A day came when all this phantasmagoria ceased to bother him; with returning vigor he had to make less and less effort to forget it, until at last it altogether went. The joy of new health swept over him, filling the gaps and low, miasmic areas of his mentality, as the rising tide fills the empty pools of the shore.
III
It was a month after the day of John Hastings's arrival at Rockface. Unlike that day, the weather was sunny and mild; big cumulus clouds moved languidly through the sky, as if it were midsummer instead of late October. Julia was crocheting, and he was watching her. They were sitting in front of the house on a leaf-strewn grass-plot near the avenue between the lines of larches that, now calm in the windless forenoon, stretched diagonally from the street to the corners of the bland old façade.
"But if you knew all along," he, with his habitual freshness of wonder, put to her, "that it was, that it _is_, really Mr. Eberdeen's house, why in the name of things didn't you tell me _then_?"
She became irritatingly absorbed in her work.
"I thought," she at length said, "that you were pretending not to know, and I wanted, in that case, to discover what other--what else you might be holding back from me."
"Holding back from you? What _else_?" he echoed. "What else was there?"

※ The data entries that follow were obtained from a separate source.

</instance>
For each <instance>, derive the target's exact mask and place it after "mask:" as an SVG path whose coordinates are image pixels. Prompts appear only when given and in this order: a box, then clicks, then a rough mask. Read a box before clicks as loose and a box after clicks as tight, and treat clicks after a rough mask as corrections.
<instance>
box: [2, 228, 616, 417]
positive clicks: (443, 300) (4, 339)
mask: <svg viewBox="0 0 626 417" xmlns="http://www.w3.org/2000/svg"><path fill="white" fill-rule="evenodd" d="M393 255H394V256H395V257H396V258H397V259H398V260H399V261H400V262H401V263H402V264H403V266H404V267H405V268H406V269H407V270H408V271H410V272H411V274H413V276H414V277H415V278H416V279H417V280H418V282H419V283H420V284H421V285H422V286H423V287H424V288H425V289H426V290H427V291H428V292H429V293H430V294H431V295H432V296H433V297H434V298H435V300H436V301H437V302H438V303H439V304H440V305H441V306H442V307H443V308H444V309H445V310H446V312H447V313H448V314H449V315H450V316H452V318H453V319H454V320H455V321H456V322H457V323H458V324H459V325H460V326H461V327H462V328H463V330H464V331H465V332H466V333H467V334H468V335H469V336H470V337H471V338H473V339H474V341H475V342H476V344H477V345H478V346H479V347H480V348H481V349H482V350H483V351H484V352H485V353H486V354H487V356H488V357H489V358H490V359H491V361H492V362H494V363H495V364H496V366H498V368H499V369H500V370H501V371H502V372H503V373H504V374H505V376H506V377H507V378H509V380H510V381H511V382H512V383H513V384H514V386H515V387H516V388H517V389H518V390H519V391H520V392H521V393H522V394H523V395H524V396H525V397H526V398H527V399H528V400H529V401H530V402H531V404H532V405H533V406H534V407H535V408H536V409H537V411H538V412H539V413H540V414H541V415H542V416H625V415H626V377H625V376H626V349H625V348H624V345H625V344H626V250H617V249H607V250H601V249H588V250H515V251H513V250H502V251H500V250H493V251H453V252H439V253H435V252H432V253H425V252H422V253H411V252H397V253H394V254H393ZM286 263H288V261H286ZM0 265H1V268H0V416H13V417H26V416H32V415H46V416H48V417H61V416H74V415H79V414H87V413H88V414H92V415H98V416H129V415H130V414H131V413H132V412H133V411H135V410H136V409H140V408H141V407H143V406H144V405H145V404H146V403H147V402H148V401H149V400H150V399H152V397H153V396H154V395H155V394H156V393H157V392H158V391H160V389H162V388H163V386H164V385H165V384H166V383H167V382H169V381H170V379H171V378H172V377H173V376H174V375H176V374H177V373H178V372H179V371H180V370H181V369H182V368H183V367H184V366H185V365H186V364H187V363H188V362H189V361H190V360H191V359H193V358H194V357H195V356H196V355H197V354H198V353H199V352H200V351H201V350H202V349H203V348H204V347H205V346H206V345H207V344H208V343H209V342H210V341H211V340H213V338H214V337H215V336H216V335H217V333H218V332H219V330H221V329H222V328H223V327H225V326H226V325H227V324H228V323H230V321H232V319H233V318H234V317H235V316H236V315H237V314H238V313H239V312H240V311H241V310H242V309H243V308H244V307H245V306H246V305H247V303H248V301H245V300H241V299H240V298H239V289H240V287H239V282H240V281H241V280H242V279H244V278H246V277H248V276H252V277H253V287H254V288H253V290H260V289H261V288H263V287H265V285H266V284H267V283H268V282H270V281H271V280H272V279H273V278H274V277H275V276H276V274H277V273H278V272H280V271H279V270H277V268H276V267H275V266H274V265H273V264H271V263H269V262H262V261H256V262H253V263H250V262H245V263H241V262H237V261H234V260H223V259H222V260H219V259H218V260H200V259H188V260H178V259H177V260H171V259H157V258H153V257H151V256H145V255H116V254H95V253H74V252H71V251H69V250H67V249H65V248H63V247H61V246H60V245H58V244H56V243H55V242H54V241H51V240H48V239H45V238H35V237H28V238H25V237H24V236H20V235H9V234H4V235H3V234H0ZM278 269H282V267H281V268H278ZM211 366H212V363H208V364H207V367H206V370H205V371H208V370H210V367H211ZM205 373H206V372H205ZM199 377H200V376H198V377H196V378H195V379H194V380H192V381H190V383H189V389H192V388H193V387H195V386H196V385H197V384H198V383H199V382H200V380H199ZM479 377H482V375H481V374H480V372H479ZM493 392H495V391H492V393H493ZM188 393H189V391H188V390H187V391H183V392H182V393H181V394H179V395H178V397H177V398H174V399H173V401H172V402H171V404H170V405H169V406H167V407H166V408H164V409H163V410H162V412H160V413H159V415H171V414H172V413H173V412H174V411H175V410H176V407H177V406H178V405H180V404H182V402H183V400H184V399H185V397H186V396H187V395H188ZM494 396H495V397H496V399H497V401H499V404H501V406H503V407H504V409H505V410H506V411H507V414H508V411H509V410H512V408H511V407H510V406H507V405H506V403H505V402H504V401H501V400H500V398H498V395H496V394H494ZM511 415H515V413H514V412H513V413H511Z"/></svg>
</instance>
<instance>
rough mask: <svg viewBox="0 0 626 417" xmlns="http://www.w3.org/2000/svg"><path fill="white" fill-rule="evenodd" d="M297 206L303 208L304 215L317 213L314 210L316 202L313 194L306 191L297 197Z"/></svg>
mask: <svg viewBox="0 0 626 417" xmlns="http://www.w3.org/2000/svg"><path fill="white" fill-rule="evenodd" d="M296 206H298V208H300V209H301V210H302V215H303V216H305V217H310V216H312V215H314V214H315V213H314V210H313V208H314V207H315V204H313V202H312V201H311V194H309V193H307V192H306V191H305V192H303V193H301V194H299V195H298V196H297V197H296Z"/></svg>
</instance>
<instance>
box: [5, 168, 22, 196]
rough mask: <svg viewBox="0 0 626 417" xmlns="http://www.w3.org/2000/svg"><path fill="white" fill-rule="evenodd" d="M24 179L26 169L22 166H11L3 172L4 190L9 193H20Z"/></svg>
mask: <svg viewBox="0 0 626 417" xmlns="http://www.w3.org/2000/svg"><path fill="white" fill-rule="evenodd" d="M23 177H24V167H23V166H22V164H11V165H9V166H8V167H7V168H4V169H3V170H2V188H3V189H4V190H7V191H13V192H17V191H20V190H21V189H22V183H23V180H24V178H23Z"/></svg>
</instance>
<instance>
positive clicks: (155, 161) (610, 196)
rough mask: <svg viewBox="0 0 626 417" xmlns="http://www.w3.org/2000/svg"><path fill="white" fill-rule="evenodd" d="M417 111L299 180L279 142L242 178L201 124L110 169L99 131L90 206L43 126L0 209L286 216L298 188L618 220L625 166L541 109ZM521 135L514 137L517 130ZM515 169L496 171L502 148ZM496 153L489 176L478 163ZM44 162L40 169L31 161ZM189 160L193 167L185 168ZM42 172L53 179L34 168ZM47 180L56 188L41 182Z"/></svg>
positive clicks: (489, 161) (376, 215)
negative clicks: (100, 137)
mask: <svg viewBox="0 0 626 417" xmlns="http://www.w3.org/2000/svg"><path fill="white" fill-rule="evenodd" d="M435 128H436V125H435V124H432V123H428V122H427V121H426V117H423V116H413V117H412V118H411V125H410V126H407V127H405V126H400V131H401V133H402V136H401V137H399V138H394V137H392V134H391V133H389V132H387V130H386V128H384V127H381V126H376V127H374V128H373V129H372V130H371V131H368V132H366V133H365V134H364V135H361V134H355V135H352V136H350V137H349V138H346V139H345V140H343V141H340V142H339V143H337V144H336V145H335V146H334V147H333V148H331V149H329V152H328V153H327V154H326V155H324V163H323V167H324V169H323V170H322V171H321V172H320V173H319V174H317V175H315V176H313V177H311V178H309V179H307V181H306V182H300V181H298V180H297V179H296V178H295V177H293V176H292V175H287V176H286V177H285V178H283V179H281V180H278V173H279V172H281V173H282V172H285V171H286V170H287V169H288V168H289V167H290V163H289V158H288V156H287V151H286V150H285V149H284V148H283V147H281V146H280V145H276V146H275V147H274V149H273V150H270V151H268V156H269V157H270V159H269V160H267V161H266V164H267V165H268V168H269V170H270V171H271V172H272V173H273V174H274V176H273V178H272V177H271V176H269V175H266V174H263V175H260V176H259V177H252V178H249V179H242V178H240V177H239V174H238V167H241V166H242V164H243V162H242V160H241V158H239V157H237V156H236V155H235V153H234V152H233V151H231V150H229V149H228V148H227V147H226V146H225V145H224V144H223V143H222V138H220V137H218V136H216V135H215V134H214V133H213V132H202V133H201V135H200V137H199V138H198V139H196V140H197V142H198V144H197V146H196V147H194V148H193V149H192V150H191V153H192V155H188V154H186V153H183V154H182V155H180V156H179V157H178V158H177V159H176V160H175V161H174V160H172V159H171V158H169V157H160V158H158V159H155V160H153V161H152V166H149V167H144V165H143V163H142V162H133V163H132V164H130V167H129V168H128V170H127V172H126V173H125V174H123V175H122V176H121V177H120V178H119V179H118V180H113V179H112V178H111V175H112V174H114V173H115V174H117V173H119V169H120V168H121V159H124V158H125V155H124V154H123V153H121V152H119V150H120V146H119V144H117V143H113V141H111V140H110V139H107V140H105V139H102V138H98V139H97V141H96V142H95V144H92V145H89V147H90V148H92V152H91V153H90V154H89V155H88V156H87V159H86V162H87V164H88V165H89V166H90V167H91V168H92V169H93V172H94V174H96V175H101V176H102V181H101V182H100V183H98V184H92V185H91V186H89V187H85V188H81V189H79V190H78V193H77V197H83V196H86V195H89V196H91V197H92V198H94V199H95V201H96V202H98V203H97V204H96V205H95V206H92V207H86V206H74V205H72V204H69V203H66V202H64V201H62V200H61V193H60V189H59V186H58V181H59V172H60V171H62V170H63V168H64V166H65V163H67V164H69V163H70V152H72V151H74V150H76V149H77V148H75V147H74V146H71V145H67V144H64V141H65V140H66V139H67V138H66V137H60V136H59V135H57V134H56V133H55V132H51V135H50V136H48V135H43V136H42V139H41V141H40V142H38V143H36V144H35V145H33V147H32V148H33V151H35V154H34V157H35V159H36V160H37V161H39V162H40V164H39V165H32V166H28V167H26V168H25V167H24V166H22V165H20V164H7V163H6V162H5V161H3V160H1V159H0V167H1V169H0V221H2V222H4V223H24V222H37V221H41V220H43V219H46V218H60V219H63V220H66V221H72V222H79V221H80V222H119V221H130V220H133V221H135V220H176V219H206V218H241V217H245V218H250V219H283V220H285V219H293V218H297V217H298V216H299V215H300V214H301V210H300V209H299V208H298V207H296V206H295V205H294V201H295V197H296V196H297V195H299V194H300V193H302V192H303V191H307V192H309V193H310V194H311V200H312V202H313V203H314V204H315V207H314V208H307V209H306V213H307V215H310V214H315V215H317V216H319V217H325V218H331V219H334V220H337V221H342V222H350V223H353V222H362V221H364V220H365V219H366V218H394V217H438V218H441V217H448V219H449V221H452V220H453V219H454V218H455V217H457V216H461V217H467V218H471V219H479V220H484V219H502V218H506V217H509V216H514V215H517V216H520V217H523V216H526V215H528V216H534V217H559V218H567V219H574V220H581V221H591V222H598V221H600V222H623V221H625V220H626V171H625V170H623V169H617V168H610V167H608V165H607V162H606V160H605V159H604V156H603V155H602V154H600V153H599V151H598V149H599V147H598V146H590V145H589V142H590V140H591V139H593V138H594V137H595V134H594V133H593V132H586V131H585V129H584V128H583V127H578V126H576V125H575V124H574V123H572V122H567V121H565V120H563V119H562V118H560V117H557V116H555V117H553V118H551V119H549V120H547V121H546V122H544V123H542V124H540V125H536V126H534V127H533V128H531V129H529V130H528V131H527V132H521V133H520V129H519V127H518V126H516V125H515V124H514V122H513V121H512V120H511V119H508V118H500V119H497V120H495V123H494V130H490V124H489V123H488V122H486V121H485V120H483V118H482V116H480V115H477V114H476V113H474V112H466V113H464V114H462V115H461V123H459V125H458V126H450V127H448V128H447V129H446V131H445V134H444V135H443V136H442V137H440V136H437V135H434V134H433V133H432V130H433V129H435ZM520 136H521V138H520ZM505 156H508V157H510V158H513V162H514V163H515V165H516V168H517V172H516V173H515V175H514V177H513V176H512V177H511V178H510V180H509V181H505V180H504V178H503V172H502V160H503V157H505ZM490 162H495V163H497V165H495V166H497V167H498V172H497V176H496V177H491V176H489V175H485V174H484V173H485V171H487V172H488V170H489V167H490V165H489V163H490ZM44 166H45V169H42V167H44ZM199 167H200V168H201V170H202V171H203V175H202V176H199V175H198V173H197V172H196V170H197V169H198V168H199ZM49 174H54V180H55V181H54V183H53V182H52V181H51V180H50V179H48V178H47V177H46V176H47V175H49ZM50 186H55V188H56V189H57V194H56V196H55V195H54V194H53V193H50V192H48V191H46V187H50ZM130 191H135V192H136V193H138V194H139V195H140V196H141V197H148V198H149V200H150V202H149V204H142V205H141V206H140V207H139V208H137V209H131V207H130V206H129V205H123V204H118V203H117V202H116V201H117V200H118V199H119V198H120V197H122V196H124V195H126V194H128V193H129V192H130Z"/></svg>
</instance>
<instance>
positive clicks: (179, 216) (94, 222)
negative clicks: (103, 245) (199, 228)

"I wasn't sure, you see. Nothing that I knew," she affirmed frankly, laughing away the sudden rigor of sadness on his face. "There was another reason, though. There was something which I had been saving for the very last moment to show you. But I was rather ashamed of wanting to so much, and, after the way you had taken the rest of the house, I hesitated. Just as I finally was going to, lunch was ready--remember?"
Hastings awkwardly withdrew his right hand, which had been resting palm downward on his knee, and thrust it into his pocket.
"Julia," he cried out, in characteristic disregard of all context, "suppose Mr. Eberdeen should turn out to have been--well--a relative, or something? It might account, you know, for my asking that question, and--and for how everything here"--he looked inclusively round him--"for how this all impressed me so."
She waited, hopeful of the time having at last come when he might wish to confide in her whatever it was--if, indeed, he knew--that had happened; but he only ingenuously continued to hold out to her the possibility of his new idea.
"No," she told him, with a disappointment which she couldn't conceal, "he wasn't. I've looked up his entire history. He died right here, and he had no children. _Your_ pedigree I know by heart."
Hastings smiled at her thoroughness.
"What," he exclaimed, "if some unrecorded forebear of mine has eluded you? Somebody," he dreamily improvised, "who knew this house, who was familiar with every turn of the road, every habit of the mist. It's just such a smug little, old, weather-worn town like Rockface, where any New Englander is likely to find traces of forgotten ancestors."
The sound of footsteps made them both look toward the gate.
"Who is it? Why is he coming here?" Julia demanded half-indignantly under her breath.
"The same old man I met, but so much older!" whispered Hastings, unexpectedly puzzled whether to welcome or dread this intrusion.
"I have searched the streets through for him ever since," she remonstrated; "I have asked everybody I saw, and no one in the whole place could tell me of any old man answering his description."